Les Nations Unies demande à l'Espagne de cesser les contrôles au faciès

Selon un groupe de travail des Nations Unies, les efforts de l'Espagne en vue de réduire les contrôles au faciès ne sont pas suffisants et doivent être renforcés pour satisfaire les critères de l'ONU.

Le Groupe de travail d'experts sur les personnes d'ascendance africaine a présenté au Conseil des droits de l'Homme (CDH) des Nations Unies un rapport complet suite à ses premières visites d'observation et d'enquête en Espagne. Le rapport conclut que les "contrôles au faciès (ou profilage ethnique) de personnes d'ascendance africaine sont un problème endémique dans le pays".

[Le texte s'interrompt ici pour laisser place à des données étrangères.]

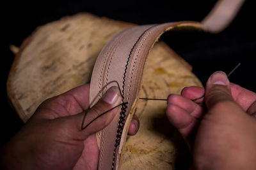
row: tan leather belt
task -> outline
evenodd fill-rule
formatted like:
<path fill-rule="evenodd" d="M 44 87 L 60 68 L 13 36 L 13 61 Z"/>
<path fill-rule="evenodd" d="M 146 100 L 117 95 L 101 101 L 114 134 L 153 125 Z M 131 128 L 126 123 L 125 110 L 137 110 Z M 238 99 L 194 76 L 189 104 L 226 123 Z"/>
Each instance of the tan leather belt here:
<path fill-rule="evenodd" d="M 165 31 L 175 29 L 220 32 L 232 21 L 243 1 L 219 1 L 202 23 L 179 22 L 129 28 L 105 46 L 92 76 L 90 106 L 112 86 L 120 87 L 123 104 L 120 115 L 96 134 L 100 149 L 99 169 L 118 169 L 122 149 L 139 97 L 143 67 L 149 51 L 160 36 Z"/>

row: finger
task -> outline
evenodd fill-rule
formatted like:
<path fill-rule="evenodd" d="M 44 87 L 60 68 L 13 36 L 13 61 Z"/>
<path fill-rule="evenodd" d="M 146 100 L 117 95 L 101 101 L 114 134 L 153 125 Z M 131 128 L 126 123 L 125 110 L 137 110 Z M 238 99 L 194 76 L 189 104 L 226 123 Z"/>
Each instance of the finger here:
<path fill-rule="evenodd" d="M 227 74 L 216 71 L 209 78 L 205 88 L 205 104 L 207 108 L 224 101 L 234 101 Z"/>
<path fill-rule="evenodd" d="M 168 104 L 173 104 L 185 110 L 191 116 L 200 118 L 203 114 L 203 108 L 191 100 L 177 94 L 170 95 Z"/>
<path fill-rule="evenodd" d="M 198 122 L 189 113 L 174 104 L 167 106 L 166 116 L 184 138 L 188 138 L 191 134 Z"/>
<path fill-rule="evenodd" d="M 254 102 L 253 104 L 252 104 L 252 105 L 248 109 L 247 113 L 250 115 L 256 117 L 256 102 Z"/>
<path fill-rule="evenodd" d="M 181 91 L 181 96 L 196 103 L 202 103 L 204 100 L 204 88 L 191 86 L 185 87 Z"/>
<path fill-rule="evenodd" d="M 136 115 L 134 115 L 128 130 L 128 134 L 134 135 L 140 128 L 140 120 Z"/>
<path fill-rule="evenodd" d="M 251 105 L 256 101 L 255 92 L 232 83 L 230 83 L 230 89 L 234 99 L 244 111 L 248 110 Z"/>
<path fill-rule="evenodd" d="M 113 120 L 120 111 L 122 99 L 119 89 L 112 87 L 92 108 L 73 117 L 72 121 L 76 130 L 84 134 L 83 139 L 103 129 Z"/>

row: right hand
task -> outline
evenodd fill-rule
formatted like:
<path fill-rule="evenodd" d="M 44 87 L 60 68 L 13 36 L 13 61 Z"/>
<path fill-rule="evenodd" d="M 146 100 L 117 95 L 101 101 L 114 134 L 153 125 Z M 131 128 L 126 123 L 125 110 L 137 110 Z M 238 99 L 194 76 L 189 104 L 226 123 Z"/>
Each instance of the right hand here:
<path fill-rule="evenodd" d="M 191 101 L 204 94 L 196 102 L 205 100 L 206 110 Z M 167 117 L 189 138 L 196 169 L 256 169 L 255 101 L 223 72 L 211 75 L 205 90 L 191 87 L 169 96 Z"/>

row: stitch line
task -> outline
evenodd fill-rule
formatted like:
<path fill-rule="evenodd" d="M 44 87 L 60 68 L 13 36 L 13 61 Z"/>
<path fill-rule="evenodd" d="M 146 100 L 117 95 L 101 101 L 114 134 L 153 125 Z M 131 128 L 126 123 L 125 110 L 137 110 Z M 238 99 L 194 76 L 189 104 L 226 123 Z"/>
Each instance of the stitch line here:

L'ONG RIS demande au gouvernement de mettre un terme au profilage ethnique

Rights International Spain (RIS) a eu l'opportunité de rencontrer le groupe d'experts de l'ONU au cours de sa visite et de faire part de ses inquiétudes sur cette question, qui fait partie des priorités de l'organisation espagnole. Les conclusions du rapport du Groupe de travail d'experts est conforme à celles tirées par de nombreuses institutions nationales, européennes et internationales, qui ont observé dans le pays un usage généralisé du profilage ethnique. Plusieurs organisations de défense des droits humains et libertés fondamentales dénoncent cette pratique depuis longtemps.

À l'occasion de la Journée internationale pour l'Élimination des discriminations raciales, RIS et des organisations de défense des droits des personnes d'ascendance africaine ont adressé une lettre au Ministère de l'Intérieur, dans laquelle ils demandent la fin des contrôles au faciès des membres de ce groupe.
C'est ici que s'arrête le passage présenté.